Разве холодно? Грейс вся горела. Шея сзади чесалась от натиравшего кожу воротника. Она заметила идеально ровную линию седых волос отца в полутора сантиметрах от воротника его теплого пальто. Ева сама стригла его длинными острыми ножницами. Этот навык она унаследовала из прежнего замужества, когда ее покойный муж (при их взаимной бережливости, казавшейся непостижимой ввиду их совместного богатства) выработал целую стратегию не тратить деньги зря. Впрочем, Грейс довольно часто разрешала Еве стричь и Генри. Ева, похоже, быстрее всех замечала (и быстрее всех реагировала), когда длина волос превышала допустимые пределы, и ей, казалось, доставляло огромное удовольствие щелкать ножницами вокруг головы единственного внука своего мужа. У нее здорово получалось орудовать ножницами, деловито и звонко двигаясь вокруг дивной головки Генри, роняя небольшие прядки его не менее дивных волос на кафельный пол большой ванной. Еве доставляло удовольствие находить изъяны где только можно, а затем устранять их.

Грейс подумала, что Ева прекрасно заботится о ее отце, глядя на ровную линию волос, когда они вместе входили в вестибюль.
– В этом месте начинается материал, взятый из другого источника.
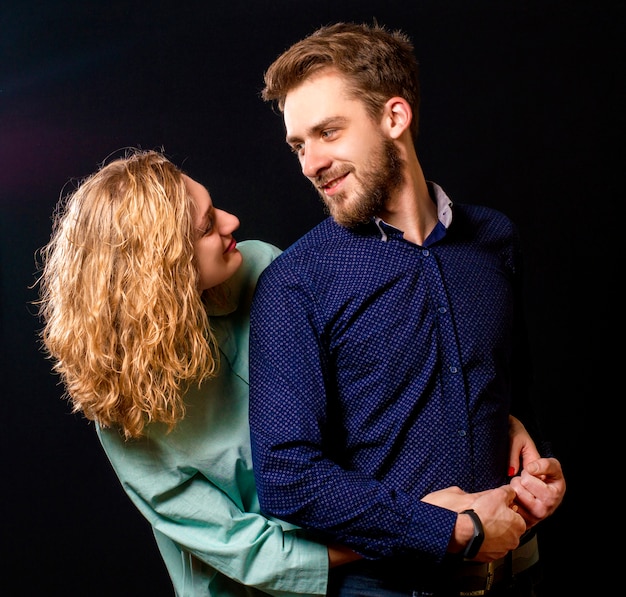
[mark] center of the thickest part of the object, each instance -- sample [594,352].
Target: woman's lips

Конечно, она так и раньше часто думала, но этого было недостаточно, чтобы заставить ее полюбить мачеху.

– Карлос, – обратился отец к лифтеру, когда тот закрывал дверцы, – ты же помнишь моих дочь и внука.

– Здравствуйте, – произнесла Грейс, лишь на долю секунды отстав от сына.
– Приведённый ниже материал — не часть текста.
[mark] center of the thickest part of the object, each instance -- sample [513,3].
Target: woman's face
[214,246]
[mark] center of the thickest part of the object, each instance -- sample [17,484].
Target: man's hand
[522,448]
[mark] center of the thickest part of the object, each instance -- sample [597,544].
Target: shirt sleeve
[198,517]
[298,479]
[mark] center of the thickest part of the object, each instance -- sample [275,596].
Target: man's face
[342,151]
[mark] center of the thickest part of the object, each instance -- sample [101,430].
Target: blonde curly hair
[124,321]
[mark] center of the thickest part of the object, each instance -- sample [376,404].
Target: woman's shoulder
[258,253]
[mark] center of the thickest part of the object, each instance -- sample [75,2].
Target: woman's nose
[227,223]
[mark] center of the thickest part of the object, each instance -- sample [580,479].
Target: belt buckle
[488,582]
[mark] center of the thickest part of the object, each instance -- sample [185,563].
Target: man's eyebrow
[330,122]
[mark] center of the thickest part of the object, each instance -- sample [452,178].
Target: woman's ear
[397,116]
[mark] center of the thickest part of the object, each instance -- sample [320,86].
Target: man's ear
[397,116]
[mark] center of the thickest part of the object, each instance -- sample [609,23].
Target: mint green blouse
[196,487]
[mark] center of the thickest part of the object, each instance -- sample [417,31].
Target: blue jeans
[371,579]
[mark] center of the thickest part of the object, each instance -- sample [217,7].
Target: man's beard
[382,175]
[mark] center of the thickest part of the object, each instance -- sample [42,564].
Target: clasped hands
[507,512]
– Здравствуйте, – ответил Карлос, глядя на цифры у себя над головой. Лифт был старый, из тех, где требовалась сноровка, чтобы остановить кабину точно на уровне этажа. Все, как обычно, ехали молча. На четвертом этаже лифтер снова открыл дверцы и пожелал им приятного вечера.

Генри отстегнул поводок от ошейника Карла. Пес весело бросился к входной двери, одной из двух на небольшой лестничной площадке. Когда отец Грейс разрешил внуку открыть ее, раздался яркий запах моркови.